Vor der kroatischen Insel Mljet haben Unterwasserarchäologen einen bedeutenden Fund gemacht: Sie entdeckten einen Goldschatz in einem byzantinischen Schiffswrack, das seit rund 1.300 Jahren auf dem Meeresgrund lag.
Das Wrack wird bereits seit 2015 vom kroatischen Institut für Konservierung erforscht.
Ende Juli meldeten die Forscher ihren bisher spektakulärsten Fund. Zu den geborgenen Schätzen zählen vier goldene Gürtelgarnituren, verziert mit Rubinen, Smaragden und Perlen, sowie Goldmünzen aus der Zeit von vier Kaisern der Heraklios-Dynastie.
Außerdem wurde ein Siegelring mit kaiserlichem Bildnis entdeckt, der vermutlich einer hochrangigen Persönlichkeit aus dem Staats- oder Militärbereich gehörte.
Wie t-online unter Berufung auf GEO berichtet, handelte es sich laut den Forschern um das bedeutendste Schiffswrack dieser Epoche.
Der Archäologe Justin Leidwanger von der Stanford University betonte, dass aus dieser Zeit nur sehr wenige Wracks bekannt seien und bisher keines vollständig ausgegraben wurde.

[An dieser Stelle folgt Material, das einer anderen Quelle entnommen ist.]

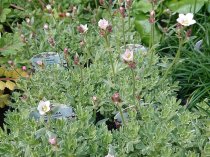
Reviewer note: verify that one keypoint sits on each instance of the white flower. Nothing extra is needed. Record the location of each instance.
(43, 107)
(186, 20)
(49, 7)
(67, 14)
(103, 24)
(46, 26)
(127, 56)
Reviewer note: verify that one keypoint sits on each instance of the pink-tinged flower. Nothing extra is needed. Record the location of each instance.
(109, 155)
(94, 98)
(82, 28)
(76, 60)
(53, 141)
(39, 63)
(101, 2)
(24, 68)
(68, 14)
(103, 24)
(10, 62)
(128, 3)
(116, 98)
(43, 107)
(122, 11)
(46, 26)
(186, 20)
(48, 7)
(65, 50)
(127, 56)
(28, 20)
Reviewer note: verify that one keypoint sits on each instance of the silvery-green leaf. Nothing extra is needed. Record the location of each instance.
(198, 45)
(119, 118)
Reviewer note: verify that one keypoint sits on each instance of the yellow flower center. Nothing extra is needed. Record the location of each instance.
(45, 108)
(128, 55)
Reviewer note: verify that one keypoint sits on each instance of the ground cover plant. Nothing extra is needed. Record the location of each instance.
(93, 78)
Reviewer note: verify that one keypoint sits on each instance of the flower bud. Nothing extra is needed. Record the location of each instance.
(76, 60)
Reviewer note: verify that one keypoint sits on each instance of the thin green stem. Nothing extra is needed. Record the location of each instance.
(174, 61)
(110, 55)
(134, 86)
(121, 114)
(81, 74)
(195, 4)
(123, 27)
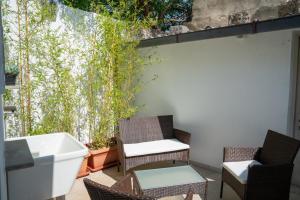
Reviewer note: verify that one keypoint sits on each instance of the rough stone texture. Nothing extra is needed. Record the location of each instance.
(238, 18)
(220, 13)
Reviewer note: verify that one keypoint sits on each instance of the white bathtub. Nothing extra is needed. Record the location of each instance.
(57, 159)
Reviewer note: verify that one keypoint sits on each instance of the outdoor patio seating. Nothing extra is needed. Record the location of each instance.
(151, 139)
(126, 189)
(261, 173)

Neben dem Goldschatz fanden die Forscher auch zahlreiche Luxusgüter an Bord des Schiffs, darunter Amphoren, Handelswaagen, Keramikgefäße und Spielsteine aus Elfenbein.

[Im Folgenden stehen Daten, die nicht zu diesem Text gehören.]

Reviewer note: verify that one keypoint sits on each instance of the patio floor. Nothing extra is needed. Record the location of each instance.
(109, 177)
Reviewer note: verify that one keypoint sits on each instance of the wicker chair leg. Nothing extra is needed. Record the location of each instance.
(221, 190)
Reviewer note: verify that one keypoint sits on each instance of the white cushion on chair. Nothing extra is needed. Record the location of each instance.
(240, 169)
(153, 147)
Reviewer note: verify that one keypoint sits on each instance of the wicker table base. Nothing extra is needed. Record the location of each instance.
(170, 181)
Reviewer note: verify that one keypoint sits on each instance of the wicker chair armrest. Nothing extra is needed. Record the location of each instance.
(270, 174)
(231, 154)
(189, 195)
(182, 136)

Das kroatische Institut für Konservierung bezeichnete die Entdeckung als „beeindruckende Menge Gold“, die größte, die je bei einem Schiffswrack im Mittelmeer gefunden wurde.
Der Goldschmuck wiegt nach der Reinigung mehr als 600 Gramm.
Die Münzen datieren das Wrack auf das siebte oder achte Jahrhundert nach Christus. In dieser Zeit verband die Küste der heutigen kroatischen Adria das damalige Machtzentrum Konstantinopel mit dem Rest des Byzantinischen Reiches. Die Insel Mljet lag dabei an einer wichtigen Schifffahrtsroute.
Experten vermuten, dass das Schiff auf der Suche nach Schutz in der geschützten Bucht von Polače sank, die seit Jahrhunderten als sicherer Hafen bei schlechtem Wetter galt.